There are a few issues, most notably the combat can get repetitive in larger levels. Considering the fast pace of the battles however, it’s certainly not as much of a grind as some RPGs. There’s also an entire level featuring surprisingly fun motorcycle segments to break things up. I ran into a few fixed camera sections I found annoying to navigate, but nothing unmanageable. Overall the gameplay is a net win, and easily the strongest aspect of the game.
BRS: The Game looks pretty good despite the low polygon PSP graphics. The aesthetic of the game evolves from post-apocolyptic near-future cities to the aforementioned chains and checkerboards as the story progresses. The new cast of characters all have pretty cool, colorful designs, although they are a bit more futuristic JRPG sci-fi than the dark, mechanical gothic vibe fans might be used to. Overall though, the art style helps pick up the slack for the dated hardware.
The soundtrack is solid as well, mixing the usual electronic beats, synthesizer, and rock guitar you’d expect with the occasional lovely piano piece you might not. I think there was even a pipe organ in there somewhere. I wouldn’t run out and buy the OST, but it was enjoyable enough to enhance the experience. Probably the only bit of music I didn’t like was the laughably Linkin Park-esque insert song over the UFOtable-animated opening movie, but that part looks so cool I can forgive them. It’s worth noting once again, the actual “Black Rock Shooter” song does not appear in the game either, which seems to be a running theme in this review.

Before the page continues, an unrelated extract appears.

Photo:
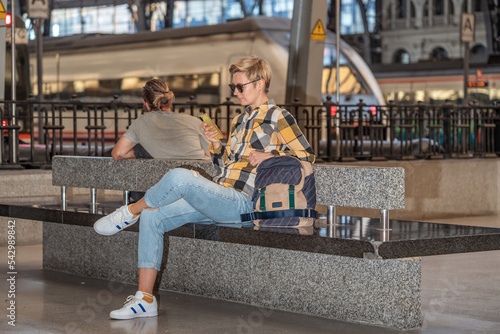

As far as localization is concerned, the game is fully voiced in Japanese with subtitles and there is no dub. NISA plays this one pretty straight as far as the translation, keeping the dialogue natural and appropriate for the circumstances. On a weird voice acting otaku note, BRS herself is actually voiced by Maaya Sakamoto instead of Kana Hanazawa, who played her in both anime adaptations. Miyuki Sawashiro, who usually voices Dead Master, plays a new, original character. Both performances are great and I normally wouldn’t mention that kind of thing, but it is one more example of how far the game distances itself from any other BRS related projects.
Let’s be honest: there’s not a lot of games coming out for Sony’s handhelds, let alone ones actually worth playing. Clocking in around 10-15 hours for your first playthrough (there are extra missions and an alternate ending available for your second), Black Rock Shooter: The Game delivers a solid RPG with fast gameplay and a pretty cool sense of style. The story gets messy and the combat can be a little repetitive, but for $20 it might be just what your starving portable console needs.
It’s really the pre-existing Black Rock Shooter fans that need to proceed with caution. There is so little connection to any other BRS related projects that you might as well consider this a brand new, standalone property. Even so, Black Rock Shooter: The Game is pretty enjoyable in its own right, and if you know what to expect you probably won’t be disappointed.